The other dynamic at play is that during economic hardship, executives explore the value of all assets in their business to try and monetize under-utilized assets like litigation. But a business would only be able to do so if it had resources to spend, which are scarce during a financial crisis. Similarly, some plaintiff firms have approached litigation finance firms to monetize their existing portfolios (i.e. sell an interest in their contingent fees) or to provide funding for their portfolios (including their legal fees). Astute lawyers are also ensuring their clients are informed of the availability of litigation finance to ensure their client doesn’t walk away from a meritorious claim as a result of their own financial hardship.
Law firms that are under financial pressure are also now looking at their internal portfolios and engaging with litigation funders to determine how their portfolios can either be monetized or where funders could provide capital and share risk to assist law firms.
In each of these scenarios where there is either existing litigation or potential litigation, plaintiffs and law firms will be looking to litigation finance managers to fund their claims more than ever before, which should be a positive for the litigation finance industry, although perhaps with an increase in risk.
In terms of how this all nets out for the funders’ portfolio’s return profile, each of the dynamics referenced above will have consequences. Quicker resolutions will likely result in lower settlements and less profit, but duration will also be shorter so while their multiple of capital may suffer, their internal rates of return may benefit.
A shuttered court system will result in longer duration, but since most litigation finance contracts have economic entitlements that scale with time, they may see improved multiple of capital (however IRRs could suffer if the case goes on too long and the settlement may ultimately represent a larger portion of a smaller ‘pie’).
A plaintiff that has been negatively impacted may also look to litigation finance to increase its financial support for the case, which may change the risk-reward characteristics of the case for the litigation finance firm. Further, there could also be legislative changes to counter the potential for insolvency claims that impact both existing and new cases and therefore litigation finance related thereto.
Overall, I expect there will be an increase in demand for litigation finance with this demand being significant and sustained. Hence, I expect to see litigation finance managers undertaking fundraising initiatives before the end of their current investment periods.
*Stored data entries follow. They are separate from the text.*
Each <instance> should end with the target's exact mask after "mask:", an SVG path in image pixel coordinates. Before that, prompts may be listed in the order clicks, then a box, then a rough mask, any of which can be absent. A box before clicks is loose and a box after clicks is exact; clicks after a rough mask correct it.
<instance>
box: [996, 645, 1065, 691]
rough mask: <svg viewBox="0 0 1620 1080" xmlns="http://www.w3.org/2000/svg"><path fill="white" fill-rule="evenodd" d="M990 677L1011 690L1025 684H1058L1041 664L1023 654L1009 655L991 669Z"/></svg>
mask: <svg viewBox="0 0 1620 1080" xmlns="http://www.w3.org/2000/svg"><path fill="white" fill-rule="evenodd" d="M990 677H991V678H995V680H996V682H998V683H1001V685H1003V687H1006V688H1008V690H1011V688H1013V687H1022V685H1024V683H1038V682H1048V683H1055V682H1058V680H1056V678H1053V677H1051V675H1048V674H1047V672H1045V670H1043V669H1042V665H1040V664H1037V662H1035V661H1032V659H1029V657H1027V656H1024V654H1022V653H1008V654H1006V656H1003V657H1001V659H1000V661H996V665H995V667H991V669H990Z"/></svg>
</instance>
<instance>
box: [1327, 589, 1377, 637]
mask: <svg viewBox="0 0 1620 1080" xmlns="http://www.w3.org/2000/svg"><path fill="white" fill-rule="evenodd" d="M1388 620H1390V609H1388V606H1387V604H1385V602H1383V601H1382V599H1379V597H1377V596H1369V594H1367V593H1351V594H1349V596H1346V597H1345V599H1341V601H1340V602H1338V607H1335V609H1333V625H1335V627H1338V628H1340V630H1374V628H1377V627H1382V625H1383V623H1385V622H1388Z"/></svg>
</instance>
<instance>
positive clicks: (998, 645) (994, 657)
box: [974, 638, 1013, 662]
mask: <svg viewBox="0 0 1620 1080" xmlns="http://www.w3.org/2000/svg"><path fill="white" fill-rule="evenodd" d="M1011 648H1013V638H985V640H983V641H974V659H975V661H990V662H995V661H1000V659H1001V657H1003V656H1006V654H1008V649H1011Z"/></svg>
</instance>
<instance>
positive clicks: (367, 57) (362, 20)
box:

Additionally, litigation finance managers should also take this opportunity to look through their own portfolio and reassess defendant collectability risk. Since this risk has changed significantly in the last 30 days, fund managers need to determine whether to reduce or eliminate their support for existing cases and the extent to which they can do so without breaching funding contracts. Investors in litigation finance should be asking their fund managers about the process they have undertaken to assess defendant risk in the context of the current crisis and whether they expect the fund performance to be impacted as a result.